It looks like Larry Ellison’s company is in trouble. Oracle issued a security alert warning of a fresh security flaw impacting its E-Business Suite that it said could allow unauthorized access to sensitive data.
This flaw comes close on the heels of Oracle’s lucrative deal with OpenAI that added billions to Ellison’s wealth and made him briefly overtake Elon Musk as the richest man in the world. The vulnerability, tracked as CVE-2025-61884, carries a CVSS score of 7.5, indicating high severity. It affects versions from 12.2.3 through 12.2.14.
“Easily exploitable vulnerability allows an unauthenticated attacker with network access via HTTP to compromise Oracle Configurator,” according to a description of the flaw in the NIST’s National Vulnerability Database (NVD). “Successful attacks of this vulnerability can result in unauthorized access to critical data or complete access to all Oracle Configurator accessible data.”
READ: OpenAI buys iPhone designer John Ive’s startup io (
In a standalone alert, Oracle said the flaw is remotely exploitable without requiring any authentication, making it crucial that users apply the update as soon as possible. The company, however, makes no mention of it being exploited in the wild.
Oracle E-Business Suite (EBS) is a comprehensive suite of enterprise applications that supports key business functions such as finance, HR, supply chain, procurement, and manufacturing. Its modular architecture allows organizations to deploy only the components they need, with the benefit of integrated data and real-time visibility across departments.
Originally designed for on-premises deployment, EBS can now be hosted on Oracle Cloud Infrastructure (OCI), offering infrastructure flexibility. However, this does not convert EBS into a cloud-native application like Oracle Fusion Cloud ERP; it remains the same application stack.
Known for its depth and customizability, EBS supports complex operations but requires careful management of its technology stack and custom code, especially when upgrading or moving to OCI.
As of 2025, Oracle has extended Premier Support for EBS 12.2 through at least 2036, enabling organizations to continue using the platform without being forced to migrate. This commitment applies only to version 12.2; older versions like 12.1 are no longer under Premier Support. While Oracle continues to deliver updates under its “continuous innovation” model, new innovations are increasingly focused on Fusion Cloud ERP, Oracle’s strategic cloud-native product.
EBS remains critical for many organizations, particularly those with complex integrations or regulatory needs. Oracle also provides tools for gradual cloud adoption. However, long-term strategies should consider that EBS, while stable and supported, is no longer Oracle’s primary ERP focus.

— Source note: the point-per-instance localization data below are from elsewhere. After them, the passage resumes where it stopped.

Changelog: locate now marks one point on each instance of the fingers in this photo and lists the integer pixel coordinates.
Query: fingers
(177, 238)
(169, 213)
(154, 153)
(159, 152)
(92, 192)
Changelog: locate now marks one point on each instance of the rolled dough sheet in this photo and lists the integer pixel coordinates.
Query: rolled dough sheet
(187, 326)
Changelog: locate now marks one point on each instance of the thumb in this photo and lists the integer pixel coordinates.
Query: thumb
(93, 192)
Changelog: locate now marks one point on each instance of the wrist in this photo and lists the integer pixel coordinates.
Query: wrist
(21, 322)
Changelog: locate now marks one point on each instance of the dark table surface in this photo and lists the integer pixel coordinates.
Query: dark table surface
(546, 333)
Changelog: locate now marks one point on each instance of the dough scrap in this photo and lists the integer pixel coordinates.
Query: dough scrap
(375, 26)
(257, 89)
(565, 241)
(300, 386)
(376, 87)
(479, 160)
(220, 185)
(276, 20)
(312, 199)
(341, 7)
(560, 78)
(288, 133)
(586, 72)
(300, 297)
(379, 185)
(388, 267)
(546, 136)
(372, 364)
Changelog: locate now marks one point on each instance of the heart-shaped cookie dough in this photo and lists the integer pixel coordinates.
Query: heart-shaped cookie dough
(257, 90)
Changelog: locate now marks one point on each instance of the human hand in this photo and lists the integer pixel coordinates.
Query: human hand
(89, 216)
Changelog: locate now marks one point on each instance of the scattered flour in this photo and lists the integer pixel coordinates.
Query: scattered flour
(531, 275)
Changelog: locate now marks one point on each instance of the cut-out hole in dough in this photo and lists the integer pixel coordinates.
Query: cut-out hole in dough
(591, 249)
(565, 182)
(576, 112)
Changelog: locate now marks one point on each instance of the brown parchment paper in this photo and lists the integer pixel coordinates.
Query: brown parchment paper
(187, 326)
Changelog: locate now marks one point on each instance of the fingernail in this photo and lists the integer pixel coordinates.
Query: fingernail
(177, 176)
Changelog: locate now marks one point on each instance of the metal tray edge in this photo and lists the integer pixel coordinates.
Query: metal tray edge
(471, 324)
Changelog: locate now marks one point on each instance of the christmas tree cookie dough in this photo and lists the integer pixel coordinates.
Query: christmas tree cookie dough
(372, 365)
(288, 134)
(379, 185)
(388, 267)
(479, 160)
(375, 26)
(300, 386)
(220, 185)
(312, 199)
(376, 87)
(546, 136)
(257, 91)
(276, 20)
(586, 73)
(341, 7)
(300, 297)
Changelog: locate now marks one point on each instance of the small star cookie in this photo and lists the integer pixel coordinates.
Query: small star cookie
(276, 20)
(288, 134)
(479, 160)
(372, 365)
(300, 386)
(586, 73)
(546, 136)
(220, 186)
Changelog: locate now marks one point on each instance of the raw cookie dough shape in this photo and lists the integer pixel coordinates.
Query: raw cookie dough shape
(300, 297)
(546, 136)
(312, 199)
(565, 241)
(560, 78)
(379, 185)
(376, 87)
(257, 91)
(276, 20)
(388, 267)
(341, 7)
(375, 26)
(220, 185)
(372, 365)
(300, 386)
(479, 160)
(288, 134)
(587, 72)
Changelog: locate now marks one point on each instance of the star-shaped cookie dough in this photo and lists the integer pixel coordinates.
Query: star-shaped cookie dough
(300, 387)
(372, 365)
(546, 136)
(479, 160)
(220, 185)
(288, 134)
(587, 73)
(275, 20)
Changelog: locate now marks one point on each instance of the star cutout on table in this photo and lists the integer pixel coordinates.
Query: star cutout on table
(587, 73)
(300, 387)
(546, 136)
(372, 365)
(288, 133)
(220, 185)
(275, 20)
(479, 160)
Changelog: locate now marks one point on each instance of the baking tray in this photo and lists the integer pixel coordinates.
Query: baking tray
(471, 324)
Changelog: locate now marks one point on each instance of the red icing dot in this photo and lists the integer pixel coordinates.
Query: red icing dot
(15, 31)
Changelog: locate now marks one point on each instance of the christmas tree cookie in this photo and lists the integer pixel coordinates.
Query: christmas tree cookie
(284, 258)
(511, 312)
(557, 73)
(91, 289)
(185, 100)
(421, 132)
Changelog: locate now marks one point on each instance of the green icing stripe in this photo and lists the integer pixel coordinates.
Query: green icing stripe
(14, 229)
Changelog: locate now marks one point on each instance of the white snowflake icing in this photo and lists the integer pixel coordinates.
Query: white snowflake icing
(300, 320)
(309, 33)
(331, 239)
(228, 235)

This security flaw may put a dampener on Oracle’s new deal and raise questions about the company if not properly addressed. It also underscores the complexities inherent in maintaining a deeply customizable, on-premises platform like EBS. Despite Oracle’s significant investments and lucrative ventures, such as its partnership with OpenAI, this incident serves as a reminder that robust security remains paramount.
Oracle’s commitment to extending Premier Support for EBS 12.2 through 2036 reflects its dedication to customers relying on this platform, but the company’s strategic focus is increasingly on its cloud-native Fusion Cloud ERP. For many enterprises, EBS continues to be vital, especially where complex integrations and regulatory compliance are involved. However, the evolving threat landscape and Oracle’s innovation trajectory suggest that customers should weigh the benefits of modernization alongside maintaining legacy systems to ensure security and business continuity.
As security threats evolve and support models shift, organizations that proactively align their IT roadmap with Oracle’s future direction will be better positioned to manage risk, reduce technical debt, and unlock innovation at scale.